The closest astronomical body to the Earth is of course, the Moon. As a goal for space travel, the Moon has the one advantage that it is only 250,000 miles away – a trip of 20 days even at the relatively sedate speed of 500 miles per hour. However, the Moon is devoid of either air or water. A more complete desert can scarcely be imagined, and as far as we know there is no life there.

This painting by Howard Russell Butler ’76 shows Mars as it might appear from its own satellite. Astronomers do not agree, of course, whether there are canals on Mars. Lent by H.R. Butler Jr. ’20, the painting hangs in the Observatory’s Class of 1920 Room.
Howard Russell Butler ’76
Of the nine planets, the innermost is Mercury, which is too close to the Sun for comfort. On the sunlit side of Mercury the rocks are at a temperature of 650 degrees Fahrenheit, hot enough to melt lead. Since Mercury has no atmosphere as far as we know, it must be as arid and lifeless as the Moon.

The next planet out is Venus. Since this planet is about the same size as the Earth, and has an extensive atmosphere, it would be very interesting to visit. Since Venus is always covered with dense clouds of some unknown substance we have no idea what the surface is like. Perhaps some day we can travel thirty million miles and find out.

The most alluring target would seem to be Mars, the next planet beyond the Earth, and some forty million miles away at closest approach. Like Venus, this planet has a respectable atmosphere. The surface can be seen through occasional clouds and we can tell that water is present from the white frost that covers the ground at each pole when it is winter there. There is so little oxygen on Mars that an explorer would have to wear an oxygen mask. The temperature is lower than on Earth, but rises as high as 50 degrees Fahrenheit on the Martian equator during the day. We suspect that plant life may exist on Mars, since the surface turns green in summer and brown in winter. Perhaps there is animal life too, possibly even intelligent life.

The possibility that intelligent beings may exist on Mars bring us to one of the great controversies in astronomy, the so-called canals of Mars. Some observers claim to have seen a network of sharp dark lines on the surface; others, equally reliable, cannot see any such thing.

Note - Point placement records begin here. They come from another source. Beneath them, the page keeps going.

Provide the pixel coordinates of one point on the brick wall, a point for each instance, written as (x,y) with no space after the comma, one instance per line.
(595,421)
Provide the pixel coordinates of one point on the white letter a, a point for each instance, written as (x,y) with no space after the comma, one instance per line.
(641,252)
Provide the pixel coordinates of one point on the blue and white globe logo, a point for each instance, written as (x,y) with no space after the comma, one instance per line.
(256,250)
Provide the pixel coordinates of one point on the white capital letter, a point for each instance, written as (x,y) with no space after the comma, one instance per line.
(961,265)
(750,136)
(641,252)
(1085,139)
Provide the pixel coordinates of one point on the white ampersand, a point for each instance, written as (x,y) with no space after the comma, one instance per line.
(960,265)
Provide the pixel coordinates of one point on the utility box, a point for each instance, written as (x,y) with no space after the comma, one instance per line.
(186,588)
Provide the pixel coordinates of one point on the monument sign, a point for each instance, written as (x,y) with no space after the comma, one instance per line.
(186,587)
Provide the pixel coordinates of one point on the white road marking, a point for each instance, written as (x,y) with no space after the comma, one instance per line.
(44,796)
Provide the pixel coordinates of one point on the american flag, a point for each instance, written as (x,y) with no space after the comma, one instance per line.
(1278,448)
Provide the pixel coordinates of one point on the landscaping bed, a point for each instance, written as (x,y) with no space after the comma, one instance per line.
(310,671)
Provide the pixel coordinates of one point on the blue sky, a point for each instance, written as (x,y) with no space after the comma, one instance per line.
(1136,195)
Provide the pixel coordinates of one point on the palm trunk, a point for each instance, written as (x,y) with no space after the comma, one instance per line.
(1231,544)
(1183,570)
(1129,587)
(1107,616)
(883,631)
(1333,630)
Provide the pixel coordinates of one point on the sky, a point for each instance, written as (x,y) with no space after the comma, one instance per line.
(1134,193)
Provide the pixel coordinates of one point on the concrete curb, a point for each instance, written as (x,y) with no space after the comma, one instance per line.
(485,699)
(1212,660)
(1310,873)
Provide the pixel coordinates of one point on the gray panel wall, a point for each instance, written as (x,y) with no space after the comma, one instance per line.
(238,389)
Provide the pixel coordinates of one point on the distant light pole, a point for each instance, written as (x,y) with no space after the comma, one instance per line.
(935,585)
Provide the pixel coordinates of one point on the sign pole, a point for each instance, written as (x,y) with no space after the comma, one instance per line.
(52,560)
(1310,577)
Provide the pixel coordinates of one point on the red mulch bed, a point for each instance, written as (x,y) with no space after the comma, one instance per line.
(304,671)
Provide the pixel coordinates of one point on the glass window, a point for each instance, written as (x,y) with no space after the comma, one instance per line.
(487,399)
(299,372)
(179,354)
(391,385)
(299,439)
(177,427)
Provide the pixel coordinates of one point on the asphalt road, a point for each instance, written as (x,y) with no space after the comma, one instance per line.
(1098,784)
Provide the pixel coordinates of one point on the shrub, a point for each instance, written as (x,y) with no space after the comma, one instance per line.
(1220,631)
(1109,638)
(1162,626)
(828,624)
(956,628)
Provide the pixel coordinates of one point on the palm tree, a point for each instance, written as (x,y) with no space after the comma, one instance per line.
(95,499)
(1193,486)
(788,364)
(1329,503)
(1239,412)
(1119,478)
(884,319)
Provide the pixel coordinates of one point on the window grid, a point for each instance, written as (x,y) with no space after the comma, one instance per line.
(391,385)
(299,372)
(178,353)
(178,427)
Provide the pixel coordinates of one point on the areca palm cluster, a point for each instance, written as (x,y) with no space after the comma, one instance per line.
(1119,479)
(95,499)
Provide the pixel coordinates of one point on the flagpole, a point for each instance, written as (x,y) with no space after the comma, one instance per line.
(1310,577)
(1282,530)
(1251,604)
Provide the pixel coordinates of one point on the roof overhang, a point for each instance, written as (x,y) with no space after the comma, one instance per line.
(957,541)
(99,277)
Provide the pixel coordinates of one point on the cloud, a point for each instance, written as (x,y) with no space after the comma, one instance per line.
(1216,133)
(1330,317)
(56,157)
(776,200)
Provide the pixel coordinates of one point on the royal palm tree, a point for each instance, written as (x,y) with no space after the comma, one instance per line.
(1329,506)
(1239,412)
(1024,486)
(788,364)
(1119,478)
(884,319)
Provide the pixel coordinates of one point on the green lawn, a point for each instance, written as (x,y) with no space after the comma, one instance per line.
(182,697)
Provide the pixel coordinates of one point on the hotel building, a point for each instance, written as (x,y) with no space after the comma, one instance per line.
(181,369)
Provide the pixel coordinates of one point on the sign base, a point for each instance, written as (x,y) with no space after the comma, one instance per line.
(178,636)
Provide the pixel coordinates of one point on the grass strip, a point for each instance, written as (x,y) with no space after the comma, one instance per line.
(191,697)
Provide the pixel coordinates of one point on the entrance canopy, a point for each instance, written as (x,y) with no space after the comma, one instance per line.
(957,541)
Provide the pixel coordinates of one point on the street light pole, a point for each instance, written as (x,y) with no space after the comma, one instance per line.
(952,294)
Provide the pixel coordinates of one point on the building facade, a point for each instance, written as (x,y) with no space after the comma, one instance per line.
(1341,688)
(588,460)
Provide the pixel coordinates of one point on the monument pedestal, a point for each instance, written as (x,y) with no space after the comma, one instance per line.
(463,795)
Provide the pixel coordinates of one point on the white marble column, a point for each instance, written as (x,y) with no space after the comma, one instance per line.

Photography of such sharp features on a distant planet is very difficult; and we simply do not know whether the canals are there or not. Possibly a trip to Mars will find the planet criss-crossed with irrigation ditches to distribute and conserve the scarce and precious water.

Beyond Mars are two giant planets, Jupiter and Saturn, several hundred million miles away. These gigantic but cold, lifeless and unfriendly planets have atmospheres thousands of miles thick, composed of hydrogen, methane, and ammonia. The surface temperature is some 200 degrees below zero Fahrenheit. While these planets are unattractive places, some of their satellites are of respectable size, and have visible surface and some atmosphere; they would provide interesting exploration. There are the planets beyond Saturn, but they are even colder and less attractive.

Evidently the climbing of Everest, the deep dive sin the ocean and the many Antarctic expeditions do not mean the end of our era of exploration. Above us, beyond our atmosphere there are new worlds to explore and to possess. The exploration will not be easy. There are many practical problems which have not been mentioned here. Perhaps the greatest problem is the human one: how would man behave in the lonely emptiness of interplanetary space, with the blazing hot sun in one direction and black, black night all around, with earth and home millions of miles away, with even the main power plant at the far end of a slender wire fifty miles long? I believe that the spirit of man can meet this challenge as it has met others.

How far in the future is the satellite? How far away is interplanetary travel? Any country able and willing to spend billions of dollars on the enterprise could, I believe, achieve a successful Martian expedition in ten years. The project does not seem urgent enough to warrant such an all-out effort, and travel in space will doubtless come more slowly. How soon a successful voyage to the Moon or Mars may be expected is anyone’s guess, but I would not be too surprised if such a trip were made within my own lifetime.